Leonid Romanovich Kvasnikov (2 June 1905 – 15 October 1993) graduated with honors from the Moscow Institute of Chemical Machine-Building in 1934 and worked as an engineer in a chemical plant for several years in the Tula region. Kvasnikov continued postgraduate engineering studies and joined the KGB in 1938 as a specialist in scientific-technical intelligence. Beginning in 1939 he was the section head of scientific and technical intelligence. Kvasnikov served a few short-term assignments in Germany and Poland and rising swiftly to become deputy chief and then chief of the KGB scientific intelligence section.

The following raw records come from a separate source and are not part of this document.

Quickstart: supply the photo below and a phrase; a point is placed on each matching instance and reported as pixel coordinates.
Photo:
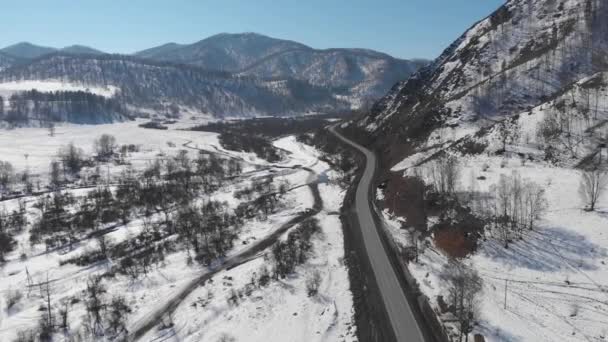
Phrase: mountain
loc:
(6, 60)
(27, 50)
(161, 50)
(225, 75)
(154, 85)
(224, 52)
(81, 49)
(522, 56)
(360, 74)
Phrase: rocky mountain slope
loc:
(363, 74)
(510, 121)
(524, 54)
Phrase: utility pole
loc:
(506, 285)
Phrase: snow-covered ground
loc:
(282, 311)
(9, 88)
(556, 277)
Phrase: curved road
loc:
(402, 318)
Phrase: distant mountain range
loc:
(528, 54)
(226, 74)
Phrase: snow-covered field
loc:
(9, 88)
(280, 312)
(556, 278)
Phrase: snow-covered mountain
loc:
(524, 54)
(27, 50)
(81, 49)
(361, 73)
(157, 85)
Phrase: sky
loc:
(402, 28)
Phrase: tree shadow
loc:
(548, 250)
(496, 333)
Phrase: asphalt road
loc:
(397, 306)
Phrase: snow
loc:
(282, 311)
(16, 143)
(45, 86)
(556, 277)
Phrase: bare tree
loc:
(71, 157)
(105, 146)
(7, 174)
(95, 304)
(55, 174)
(508, 132)
(592, 185)
(464, 287)
(445, 174)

Kvasnikov was one of the initiators of work in foreign intelligence on the atomic line in 1940 when he noticed that British, American, and German scientists who had regularly published their findings on uranium and related atomic research had ceased to publish. Kvasnikov supervised from Moscow the initial KGB penetration of the British and American atomic bomb projects.

In 1943 he went to New York City under diplomatic cover as the deputy of the Rezident. Kvasnikov is noted for his high professional level, a fundamental understanding of the problems of scientific and technical intelligence. Under his management were obtained the most important materials on nuclear power and its use for military purposes, and also the information and equipment models on questions of aviation, chemistry, medicine.

Kvasnikov worked very closely with Pavel Fitin, the head of NKVD's foreign intelligence unit, who believed strongly that the Soviet Union needed to develop nuclear weapons. Kvasnikov was sent to America where constructed a group that included Klaus Fuchs, Theodore Hall, Harry Gold, Julius Rosenberg, David Greenglass and Ruth Greenglass.